週刊文春の2012ミステリーベストテンでも2013年度版のこのミステリーがすごいでも国内部門堂々のベスト1に選ばれた作品です。宮部みゆきのソロモンの偽証がそれぞれで2位に入っていました。
刑事出身の広報官三上義信が主人公です。刑事部と警務部の対立の中で自らの立ち位置を模索して苦しみます。
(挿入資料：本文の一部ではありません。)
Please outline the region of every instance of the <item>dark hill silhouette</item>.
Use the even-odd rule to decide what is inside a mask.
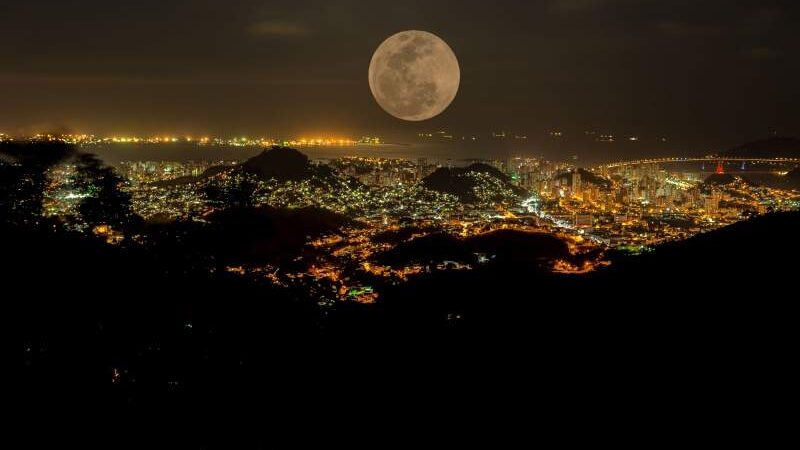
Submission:
[[[730,157],[800,158],[800,139],[773,137],[750,142],[722,153]]]
[[[205,245],[226,263],[276,262],[294,258],[305,243],[353,224],[343,215],[315,207],[228,208],[206,217]]]
[[[241,164],[241,170],[262,180],[297,181],[310,178],[314,171],[308,156],[299,151],[273,146]]]
[[[212,166],[197,177],[185,176],[172,180],[156,181],[156,187],[180,186],[214,177],[225,171],[241,171],[259,180],[275,179],[279,182],[301,181],[313,176],[328,176],[328,171],[311,165],[308,156],[289,147],[273,146],[238,166]]]
[[[593,184],[603,189],[609,189],[611,187],[611,180],[607,180],[594,172],[580,168],[578,169],[578,173],[581,175],[581,183]],[[572,172],[559,174],[557,178],[562,184],[570,183],[572,180]]]
[[[377,262],[389,266],[428,264],[443,260],[471,263],[474,259],[475,255],[461,239],[447,233],[432,233],[403,242],[375,256]]]
[[[273,146],[248,159],[234,170],[240,170],[258,180],[274,179],[309,181],[312,185],[330,191],[359,189],[363,184],[353,177],[344,177],[328,165],[311,164],[308,156],[289,147]]]
[[[474,203],[478,201],[475,195],[476,180],[472,174],[488,175],[499,183],[500,186],[510,189],[516,195],[523,195],[524,191],[511,184],[511,179],[495,167],[483,163],[475,163],[468,167],[440,167],[432,174],[422,179],[422,184],[431,190],[451,194],[462,202]]]
[[[230,166],[211,166],[200,174],[200,178],[210,178],[225,172],[230,169]]]
[[[490,166],[490,165],[485,164],[485,163],[470,164],[464,171],[465,172],[486,173],[486,174],[489,174],[489,175],[491,175],[491,176],[493,176],[495,178],[499,178],[499,179],[501,179],[503,181],[506,181],[506,182],[511,180],[508,177],[508,175],[504,174],[500,169],[498,169],[498,168],[496,168],[494,166]]]
[[[387,265],[428,264],[455,261],[464,264],[478,262],[482,253],[495,264],[531,264],[569,258],[567,244],[550,234],[516,230],[498,230],[469,238],[447,233],[432,233],[392,250],[380,253],[375,260]]]
[[[497,264],[529,264],[569,258],[566,242],[551,234],[497,230],[468,239],[475,252],[485,253]]]
[[[411,236],[415,234],[431,233],[435,231],[435,227],[405,226],[397,230],[387,230],[377,233],[372,237],[372,241],[381,244],[399,244],[410,239]]]
[[[706,177],[703,181],[706,185],[724,186],[735,183],[741,177],[729,173],[714,173]]]
[[[788,189],[800,189],[800,167],[790,170],[780,180],[780,184]]]
[[[616,364],[632,355],[703,361],[712,348],[719,358],[777,357],[794,330],[786,292],[797,267],[786,255],[800,252],[798,227],[800,212],[761,216],[652,253],[614,256],[610,267],[582,276],[502,262],[433,272],[389,289],[378,327],[496,339],[495,348],[509,351],[608,351]]]
[[[731,314],[755,299],[780,308],[786,298],[784,288],[796,272],[796,265],[786,255],[800,252],[800,243],[793,238],[797,227],[800,212],[758,216],[664,244],[637,258],[620,259],[599,274],[601,285],[611,286],[623,277],[633,277],[643,287],[680,280],[682,286],[700,289],[696,295],[703,303],[696,305],[698,311],[709,313],[719,307],[721,314]],[[678,295],[676,288],[664,291],[668,292]],[[721,305],[725,301],[731,303]],[[761,308],[754,311],[766,312]]]

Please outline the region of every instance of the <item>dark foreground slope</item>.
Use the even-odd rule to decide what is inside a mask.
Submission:
[[[580,339],[619,333],[635,343],[723,330],[779,332],[764,325],[788,320],[781,312],[793,306],[798,229],[800,213],[770,214],[640,256],[613,255],[610,267],[589,275],[498,261],[398,286],[384,306],[398,329],[456,313],[457,326],[475,336],[569,330]],[[675,327],[682,332],[675,335]]]
[[[798,213],[760,217],[590,276],[504,258],[332,310],[66,232],[4,227],[0,270],[27,414],[301,415],[361,397],[474,407],[615,392],[608,402],[656,385],[730,392],[754,368],[776,386],[796,334],[798,227]]]

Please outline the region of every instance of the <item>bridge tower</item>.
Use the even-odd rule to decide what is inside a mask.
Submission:
[[[717,161],[717,175],[722,175],[725,173],[725,169],[722,167],[722,161]]]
組織内の利害関係、上司と部下、マスコミからの圧力、家庭問題で満身創痍になりながら突破口を探ってもがきます。
そして昭和64年に起きたD県史上最悪の翔子ちゃん誘拐事件をめぐり、刑事部と警務部が全面戦争に突入したとき、狭間に落ちた広報官・三上義信が覚醒します。
中間管理職として個人の立ち位置を模索して悩む人は多いと思います。そのような人が楽しめる内容になっています。誘拐事件の実況中継シーンもスピード感、緊迫感があってページをめくる手が早くなってきます。
組織の壁に悩む人すべてが、スカッとさせられる小説ですよ。
キャラクターは違いますが、ぶれない信念の持ち主大森署署長竜崎伸也が活躍する今野敏の隠密捜査シリーズを読んだ後の清涼感がありました。
いかつい顔で鬼瓦との異名を持つ三上の苦悩が深いだけ大いに共感できます。そしてその負荷が重い分そのはじけた反動も大きく思い切りすっきりさせてくれます。
この武闘派、鬼瓦広報官の話もシリーズ化にならないかなぁ。奥さんが元刑事部の同僚で超美人という設定もよかったです。